Dona Maurília não se conforma: pinheirinhos artificiais, comprados em loja, “na minha casa não”. E seus netos deixaram de ter o ambiente natalino na casa da avó. Uma lástima!
Lembro ainda quando a gente os adquiria na rua de algum lenhador improvisado para a época de Natal. Quando também se comprava o peru de algum verdureiro que os cevava nos últimos meses do ano. Ao contrário de hoje que os preparativos se fazem de última hora.  Apesar das facilidades como o forno elétrico de hoje,  e outras benesses. Há anos atrás era preciso procurar padarias que assavam os animais das festas.
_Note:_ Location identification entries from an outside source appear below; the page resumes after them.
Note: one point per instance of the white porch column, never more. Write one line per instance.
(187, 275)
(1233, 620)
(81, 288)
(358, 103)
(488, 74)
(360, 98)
Nem sempre se conseguia, a fila era longa.
Talvez por isso agora nos pareça passarem tão rápido essas festas de fim de ano. Ontem foi Natal, hoje é Ano Novo. As folhinhas dos calendários 2014 foram arrancadas - agora é outro ano -, os espumantes e champanhes tiveram seus brindes, o peru e o leitão já fizeram sua parte.
Nas estradas, viajantes saudosos buscando suas famílias, para reviver origens e fortalecer laços¸ enfrentam os perigos do trânsito terrível: é uma roleta russa, mas com Deus e a Virgem Maria invocados pelos parentes que os aguardam, e muitos cuidados, eles chegam felizes para a mais terna celebração do calendário – o nascimento de um menino que mudou o mundo.
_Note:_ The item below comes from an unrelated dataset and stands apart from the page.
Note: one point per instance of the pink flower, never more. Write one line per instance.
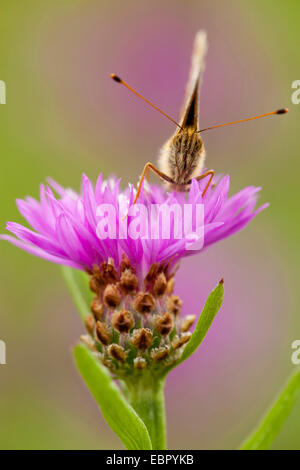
(65, 227)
Menos consumismo – é o que dizem os noticiários - desagradou comerciantes, mas aproximou mais as pessoas que se trocaram prendas com maior significado e carinho. Com um olho no ano que vem de prognósticos sombrios, melhor apertar o cinto que a crise vem aí. Os pessimistas temem o atraso nos salários, a crise do desemprego, negócios e produções em queda, um caos! Mas há quem tenha esperança de que as consciências se aclarem, que este país de tantas possibilidades não negue oportunidades a seus filhos que se iniciam no trabalho; e aos aposentados, que possam descansar sem preocupações financeiras. O Brasil é tão grande. Há lugar para todos. Até para os exilados que não têm mais para onde ir.
  O clima dos últimos dias contribui para dar um ar de mistério sobre o que será amanhã. Chuvas, tempestades, céu de brigadeiro? As nuvens teimam em permanecer toldando os céus.
 Os cuidados com os preparativos do Natal e a convivência agradável em família não deixam que a nostalgia tão temida desses dias tome conta da gente. Por isso, o fim do ano não é mais aquele velhinho triste, curvado sob um cajado, que nos abandona ao desconhecido. A nova folhinha traz imagens vibrantes de um futuro cheio de novas surpresas. Tudo pode acontecer.
Enquanto os poderosos enchem suas arcas  com os bens públicos – até que sejam flagrados – nós, os sonhadores humildes, que apostam no amor e na justa partilha, ainda acreditamos que a vida vai melhorar.

O ano 2015 nos traz grandes esperanças.